Now, let's say that git status
says that README.txt
has changes to be committed, and that README.txt
has changes not staged for commit. This means HEAD
-vs-index is different, and index-vs-work-tree is different. But what if the first change—HEAD
vs index—is, say:
-the color purple
+the colour purple
(i.e., we went to British spelling). And what if the second change, from index to work-tree, is:
-the colour purple
+the color purple
(i.e., we changed back to American spelling). If we compare HEAD
vs work-tree, using git diff HEAD
, we won't see any changes at all!
If, at this point, we git add README.txt
, we'll go from having "changes to be committed" and "changes not staged for commit" to having no changes. This is what you are seeing.
The git rebase
command is very much like repeating a lot of individual git cherry-pick
commands. Remember those graphs we drew above, with three or four commits on master
. Let's draw a bigger graph, with a side branch:
...--D--E--F <-- master
\
G--H--I--J--K <-- sidebr
Note that master
points to commit F
, while sidebr
points to commit K
. There are five commits on sidebr
that are not on master
. (Commits E
and earlier are on both sidebr
and master
. This is a bit peculiar to Git.) To rebase sidebr
onto master
, we need to have Git copy each of these five commits.
The Git command that copies one commit is git cherry-pick
. The way it copies the one commit is to turn it into a diff, by comparing it to its parent commit, then applying that diff to the place you would like it copied-to. We want to copy G
and have the copy come just after F
, like this:
G' <-- HEAD
/
...--D--E--F <-- master
\
G--H--I--J--K <-- sidebr
The new copy—the new commit—is "like G
but slightly different", so we call it G'
. Once we have G'
, we next want to copy H
, and have the new copy come after G'
:
G'-H' <-- HEAD
/
...--D--E--F <-- master
\
G--H--I--J--K <-- sidebr
We want to repeat this sequence until we have copied K
to K'
:
G'-H'-I'-J'-K' <-- HEAD
/
...--D--E--F <-- master
\
G--H--I--J--K <-- sidebr
Once they are all copied, the last thing we want—the last step for git rebase
—is to move the branch label sidebr
to point to the last commit we copied, abandoning the old chain:
G'-H'-I'-J'-K' <-- sidebr (HEAD)
/
...--D--E--F <-- master
\
G--H--I--J--K [abandoned]
Now, during all this cherry-picking, it's possible that something in one of the commits—or even in many of them—is already done in commit F
. In that case, since we're applying changes derived from scanning the old chain, to a snapshot derived by starting from F
, we'll hit cases where the cherry-picked commit does not apply properly.
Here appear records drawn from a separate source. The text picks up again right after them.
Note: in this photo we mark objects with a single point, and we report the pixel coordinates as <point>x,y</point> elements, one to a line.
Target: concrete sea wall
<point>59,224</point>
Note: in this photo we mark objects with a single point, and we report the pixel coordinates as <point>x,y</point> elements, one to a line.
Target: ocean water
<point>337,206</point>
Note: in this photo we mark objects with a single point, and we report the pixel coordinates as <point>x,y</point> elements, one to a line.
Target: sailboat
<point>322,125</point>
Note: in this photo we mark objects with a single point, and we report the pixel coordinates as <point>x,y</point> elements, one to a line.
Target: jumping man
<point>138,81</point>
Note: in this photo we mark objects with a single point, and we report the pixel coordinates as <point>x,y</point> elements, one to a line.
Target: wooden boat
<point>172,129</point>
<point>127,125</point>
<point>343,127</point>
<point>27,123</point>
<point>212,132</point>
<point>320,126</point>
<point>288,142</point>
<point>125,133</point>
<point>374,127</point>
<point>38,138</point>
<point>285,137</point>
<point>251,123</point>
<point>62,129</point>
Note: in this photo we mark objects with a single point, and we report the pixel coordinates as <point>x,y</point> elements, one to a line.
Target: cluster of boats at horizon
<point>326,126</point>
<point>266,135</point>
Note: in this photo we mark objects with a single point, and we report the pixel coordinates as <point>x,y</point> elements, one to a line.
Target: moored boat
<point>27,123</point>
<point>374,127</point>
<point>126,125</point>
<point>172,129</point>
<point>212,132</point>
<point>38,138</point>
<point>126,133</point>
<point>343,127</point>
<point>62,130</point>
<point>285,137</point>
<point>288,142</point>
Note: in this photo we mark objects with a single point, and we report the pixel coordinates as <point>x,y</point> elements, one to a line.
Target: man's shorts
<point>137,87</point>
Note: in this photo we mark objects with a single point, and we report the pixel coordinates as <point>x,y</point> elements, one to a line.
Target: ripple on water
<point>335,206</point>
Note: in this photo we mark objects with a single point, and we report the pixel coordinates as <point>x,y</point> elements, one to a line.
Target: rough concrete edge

Resolving the conflict may result in removing the change: it's not needed as a change because it's already in the new base. In this case, we'll stop having any change from HEAD
—the last commit we successfully copied—to our index.
If we wind up removing all the changes from one of these commits, we'll have what Git likes to call an "empty" commit. (These aren't actually empty, they are just the same as the previous commit. It's not the commit that's empty, it's the git log -p
patch that's empty.) Git by default won't make empty commits, so for these cases, we have to use git rebase --skip
instead of git rebase --continue
. Git tries to figure out, ahead of time, if there will be such "empty copies", and if so, to skip them in advance. But sometimes it can't figure that out—we only find out that skipping is right when we get there and resolve a conflict.
I always find it a bit suspicious: did I really resolve this correctly? The change really is in the new base? It's worth looking over the git log
results from the new base, to make sure you did resolve the conflict correctly. But it can be correct; it may be intentional after all.